Our professor who organized this trip and was our main source of information coming here left us after our first week and will return again in December to take us home. Before she left, she said there are three rules we must follow:
1. Don't die
2. Don't go to jail
3. Don't get kicked out of school

A smaller group of us from Richmond met with a larger group at Kensington campus to take buses to see to world heritage sites today: Stonehenge and Bath. The tour guide we had was great, and I learned a ton about them, especially the history behind Stonehenge. We don't know who built Stonehenge and why. It goes back 5,000 years to about 3,000 BC. The stones arrived in 2,500BC and the building was finished in 2,000BC which was the beginning of the Bronze Age. Britain was heavily forested with lots of deer in in 2,500BC during the Neolothic age (the New Stone Age). Stones back then were bashed into shape using other stones. Stonehenge is a circle of stones that are shaped in this manner. There are stones going horizontal atop the stone circles as well. It would've taken about 200 people to drag these stones into place. There is a strong likelihood that there were wooden pieces forming a circle before the stones, but they are not there anymore. 2 types of stones make up this structure: smaller (blue stones) which came from 180 miles away in Wales and larger stones ( between 25 to 50 tons) which came from a quarry about 20 miles away from Stonehenge. It would be a 1 week journey on foot from 180 miles away. Stones may have been put on wooden rafts on a river to be brought to the site, then put on wooden platforms, which were put on wooden rollers which were tree trunks. They would have taken the tree trunks out from back and put in front again. It was believed that blue stones had healing or curative properties. 2 full stone circles with 2 semi circles within. What I saw is 50% of what it used to be. Many stones have fallen or been taken for building as it was a source of stone for people. 1/3 of the stone is in the ground to hold it in position. They used antlers of deer to pick into the ground, or the shoulder blade bones of cattle. The bones help us date Stonehenge. It is on a northeast to southwest axis, and it is in line with the summer and winter solstice. The hele stone stands by itself, it is believed it was once one of a pair, as an entrance that lead into Stonehenge. On mid summers day, if you face the sun it rises directly above the hele stone if you are standing in the middle of the stones.

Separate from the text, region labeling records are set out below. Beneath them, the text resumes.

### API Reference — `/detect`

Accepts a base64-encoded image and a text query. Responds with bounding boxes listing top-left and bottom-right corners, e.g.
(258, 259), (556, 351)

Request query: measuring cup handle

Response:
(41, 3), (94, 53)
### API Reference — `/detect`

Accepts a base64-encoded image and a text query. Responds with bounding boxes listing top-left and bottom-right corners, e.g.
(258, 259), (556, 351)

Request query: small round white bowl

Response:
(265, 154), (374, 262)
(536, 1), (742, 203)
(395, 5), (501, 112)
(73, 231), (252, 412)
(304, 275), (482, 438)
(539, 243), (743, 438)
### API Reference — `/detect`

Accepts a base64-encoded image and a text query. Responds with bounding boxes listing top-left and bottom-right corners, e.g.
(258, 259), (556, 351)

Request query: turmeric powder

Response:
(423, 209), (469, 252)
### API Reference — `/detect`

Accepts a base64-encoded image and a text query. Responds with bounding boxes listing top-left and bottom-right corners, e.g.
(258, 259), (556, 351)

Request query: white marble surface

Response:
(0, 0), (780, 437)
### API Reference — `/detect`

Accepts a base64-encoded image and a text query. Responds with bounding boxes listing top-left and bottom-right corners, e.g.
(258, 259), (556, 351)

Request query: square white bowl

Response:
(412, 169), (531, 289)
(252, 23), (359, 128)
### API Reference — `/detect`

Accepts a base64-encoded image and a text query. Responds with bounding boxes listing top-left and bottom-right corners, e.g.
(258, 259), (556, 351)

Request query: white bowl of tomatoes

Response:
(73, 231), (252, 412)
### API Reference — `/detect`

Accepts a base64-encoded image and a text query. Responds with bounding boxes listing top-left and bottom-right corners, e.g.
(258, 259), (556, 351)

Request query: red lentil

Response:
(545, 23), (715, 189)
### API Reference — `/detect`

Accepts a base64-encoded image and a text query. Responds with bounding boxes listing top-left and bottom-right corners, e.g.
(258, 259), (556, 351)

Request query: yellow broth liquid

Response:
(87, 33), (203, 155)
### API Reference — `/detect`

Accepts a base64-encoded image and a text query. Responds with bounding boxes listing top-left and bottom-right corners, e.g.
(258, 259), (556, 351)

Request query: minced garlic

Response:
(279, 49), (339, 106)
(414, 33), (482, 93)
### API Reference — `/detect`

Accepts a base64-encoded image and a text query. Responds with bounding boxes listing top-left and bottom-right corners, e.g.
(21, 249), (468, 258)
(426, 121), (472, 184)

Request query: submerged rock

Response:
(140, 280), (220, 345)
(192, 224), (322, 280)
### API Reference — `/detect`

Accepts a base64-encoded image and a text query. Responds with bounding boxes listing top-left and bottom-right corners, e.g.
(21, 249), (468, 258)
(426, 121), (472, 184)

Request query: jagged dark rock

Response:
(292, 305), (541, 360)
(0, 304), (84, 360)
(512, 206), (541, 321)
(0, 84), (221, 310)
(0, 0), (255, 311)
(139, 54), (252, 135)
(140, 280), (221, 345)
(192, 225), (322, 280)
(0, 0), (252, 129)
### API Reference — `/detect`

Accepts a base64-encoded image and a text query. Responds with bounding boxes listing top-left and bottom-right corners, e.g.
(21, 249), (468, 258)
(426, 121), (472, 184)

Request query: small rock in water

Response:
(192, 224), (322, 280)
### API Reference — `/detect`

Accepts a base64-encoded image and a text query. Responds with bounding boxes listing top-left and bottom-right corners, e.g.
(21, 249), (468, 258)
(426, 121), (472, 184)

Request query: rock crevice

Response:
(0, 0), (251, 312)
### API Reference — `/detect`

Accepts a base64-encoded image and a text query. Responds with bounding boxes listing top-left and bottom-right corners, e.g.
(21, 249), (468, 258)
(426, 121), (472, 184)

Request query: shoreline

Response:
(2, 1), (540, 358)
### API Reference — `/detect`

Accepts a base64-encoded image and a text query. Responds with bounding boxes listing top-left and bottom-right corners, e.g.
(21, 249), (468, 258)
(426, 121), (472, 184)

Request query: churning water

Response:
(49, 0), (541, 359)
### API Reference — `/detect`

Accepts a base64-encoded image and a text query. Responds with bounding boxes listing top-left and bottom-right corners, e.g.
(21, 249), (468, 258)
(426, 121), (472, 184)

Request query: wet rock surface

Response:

All of the souvenir shops around here gave me lots of options for gift purchases for family and friends, and we stopped at a pub for lunch. At a pub, you seat yourself, look at a menu, and go up to the bar, order and pay separately when you are ready. They see where you sit and bring the food to you when it's done. Many of the pubs I've been to so far have the kitchen where they cook the food downstairs and they send it up to the bartender using a dumbwaiter.
On the way back to Kensington, we were able to see Windsor castle in the distance. The royal family resides there on occasion, and it is said that the Queen enjoys spending her weekends there. I have a trip planned through the school here and to Eton later on in my study abroad, but there's no chance that I will see the royal family unfortunately.
A few more things today that I noticed and thought was different about this country are as follows:
Apartments are called flats.
There are 365 pubs in the London area that sell Fuller beer, one for every day of the year.
"To Let" means "for sale"
Traffic lights go yellow to red to slow down, then yellow to green to warn the driver that it's almost time to go again.
Our tour guide seemed to call exits off the highway "slip roads"
Public schools require you to pay a tuition per trimester, where private schools do not. The public school where the princes attended costs around 9,000 pounds per trimester, so almost 30,000 pounds for one school year. That is the equivalent of $47,634.